The departure from normal for Arctic sea ice freeze up in the winter of 2015-16.
Credit: NSIDC


That puts ice at a disadvantage during the upcoming melt season because it tends to be thinner and more prone to melting. The loss of thicker, older ice in general is a well-documented trend in the Arctic. More than half of the older ice has disappeared since 1987, which is in part helping drive the steep decline in overall ice.

But while this winter’s ice pack is troublingly low, there’s still no guarantee there will be a record low minimum, which usually arrives in September. There’s a lot of weather and shifting ocean currents that can affect ice between now and its minimum.

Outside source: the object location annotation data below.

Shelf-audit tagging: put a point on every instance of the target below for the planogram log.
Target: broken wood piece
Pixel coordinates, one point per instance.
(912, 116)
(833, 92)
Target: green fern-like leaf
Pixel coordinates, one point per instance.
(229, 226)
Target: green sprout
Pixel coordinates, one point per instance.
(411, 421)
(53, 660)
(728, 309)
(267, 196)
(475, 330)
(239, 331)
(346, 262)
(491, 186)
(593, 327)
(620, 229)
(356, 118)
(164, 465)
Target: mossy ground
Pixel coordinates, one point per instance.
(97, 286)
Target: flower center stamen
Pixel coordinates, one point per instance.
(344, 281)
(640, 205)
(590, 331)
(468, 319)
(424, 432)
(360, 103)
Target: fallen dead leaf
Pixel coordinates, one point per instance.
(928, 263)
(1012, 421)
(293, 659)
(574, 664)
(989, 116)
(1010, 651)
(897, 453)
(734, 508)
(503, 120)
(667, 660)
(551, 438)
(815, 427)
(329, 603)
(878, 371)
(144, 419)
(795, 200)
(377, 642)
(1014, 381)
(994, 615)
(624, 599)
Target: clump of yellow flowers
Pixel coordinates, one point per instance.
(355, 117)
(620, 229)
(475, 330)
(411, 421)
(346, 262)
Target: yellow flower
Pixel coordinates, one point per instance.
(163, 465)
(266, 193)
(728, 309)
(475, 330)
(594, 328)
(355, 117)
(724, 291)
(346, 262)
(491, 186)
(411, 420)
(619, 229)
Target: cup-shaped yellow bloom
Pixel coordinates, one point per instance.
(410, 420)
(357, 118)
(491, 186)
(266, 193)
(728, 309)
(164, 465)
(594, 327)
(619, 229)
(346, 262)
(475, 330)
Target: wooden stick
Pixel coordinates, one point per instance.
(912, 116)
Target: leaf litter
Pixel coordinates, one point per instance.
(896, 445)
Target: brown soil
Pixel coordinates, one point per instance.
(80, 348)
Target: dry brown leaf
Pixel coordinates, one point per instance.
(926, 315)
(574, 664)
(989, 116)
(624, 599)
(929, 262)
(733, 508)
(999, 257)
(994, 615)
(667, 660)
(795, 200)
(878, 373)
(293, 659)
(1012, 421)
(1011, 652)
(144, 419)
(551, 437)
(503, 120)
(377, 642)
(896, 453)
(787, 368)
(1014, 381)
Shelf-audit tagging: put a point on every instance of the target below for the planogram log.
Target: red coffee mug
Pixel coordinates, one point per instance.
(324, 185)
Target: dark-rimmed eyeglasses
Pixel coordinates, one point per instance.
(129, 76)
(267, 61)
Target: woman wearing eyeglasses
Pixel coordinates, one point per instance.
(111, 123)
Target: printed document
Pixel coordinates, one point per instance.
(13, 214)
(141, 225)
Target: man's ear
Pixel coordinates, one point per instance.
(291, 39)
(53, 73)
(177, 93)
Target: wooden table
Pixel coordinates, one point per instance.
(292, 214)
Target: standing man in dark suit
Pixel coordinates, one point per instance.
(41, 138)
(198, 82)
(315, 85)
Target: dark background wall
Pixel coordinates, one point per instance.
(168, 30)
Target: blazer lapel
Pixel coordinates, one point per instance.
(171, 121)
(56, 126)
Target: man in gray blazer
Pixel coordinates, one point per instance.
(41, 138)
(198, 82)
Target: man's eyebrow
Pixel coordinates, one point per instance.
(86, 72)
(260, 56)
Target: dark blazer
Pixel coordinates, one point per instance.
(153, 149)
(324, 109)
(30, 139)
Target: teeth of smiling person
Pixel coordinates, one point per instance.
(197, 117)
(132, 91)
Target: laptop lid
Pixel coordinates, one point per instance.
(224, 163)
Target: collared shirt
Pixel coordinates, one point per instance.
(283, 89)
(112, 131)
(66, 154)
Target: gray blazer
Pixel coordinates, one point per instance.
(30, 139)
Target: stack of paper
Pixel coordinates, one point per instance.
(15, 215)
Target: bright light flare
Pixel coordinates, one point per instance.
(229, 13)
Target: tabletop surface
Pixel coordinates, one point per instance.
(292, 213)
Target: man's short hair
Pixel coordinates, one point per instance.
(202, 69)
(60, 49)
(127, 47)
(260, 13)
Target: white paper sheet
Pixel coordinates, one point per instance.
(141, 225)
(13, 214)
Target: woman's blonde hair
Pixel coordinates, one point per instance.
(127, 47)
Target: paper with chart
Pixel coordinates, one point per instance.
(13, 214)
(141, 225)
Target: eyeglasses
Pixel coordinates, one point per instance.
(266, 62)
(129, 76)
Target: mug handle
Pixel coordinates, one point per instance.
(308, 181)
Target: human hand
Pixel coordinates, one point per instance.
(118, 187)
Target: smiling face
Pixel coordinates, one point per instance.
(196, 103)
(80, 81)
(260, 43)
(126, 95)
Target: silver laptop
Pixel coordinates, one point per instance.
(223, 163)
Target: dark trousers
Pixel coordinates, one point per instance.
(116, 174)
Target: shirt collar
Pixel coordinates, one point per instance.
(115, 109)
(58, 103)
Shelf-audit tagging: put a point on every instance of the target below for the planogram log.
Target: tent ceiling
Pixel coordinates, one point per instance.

Rising temperatures and shrinking sea ice in the Arctic are two of the hallmarks of climate change. The region is warming twice as fast as the rest of the globe while sea ice has declined at a precipitous rate in all months and seasons, particularly the summer.

As the Arctic warms, it could alter the jet stream while disappearing sea ice could trigger a positive feedback that drives even more warming around the globe as darker ocean water absorbs more heat. In short, none of what’s happening there is good news for the region or the rest of the world.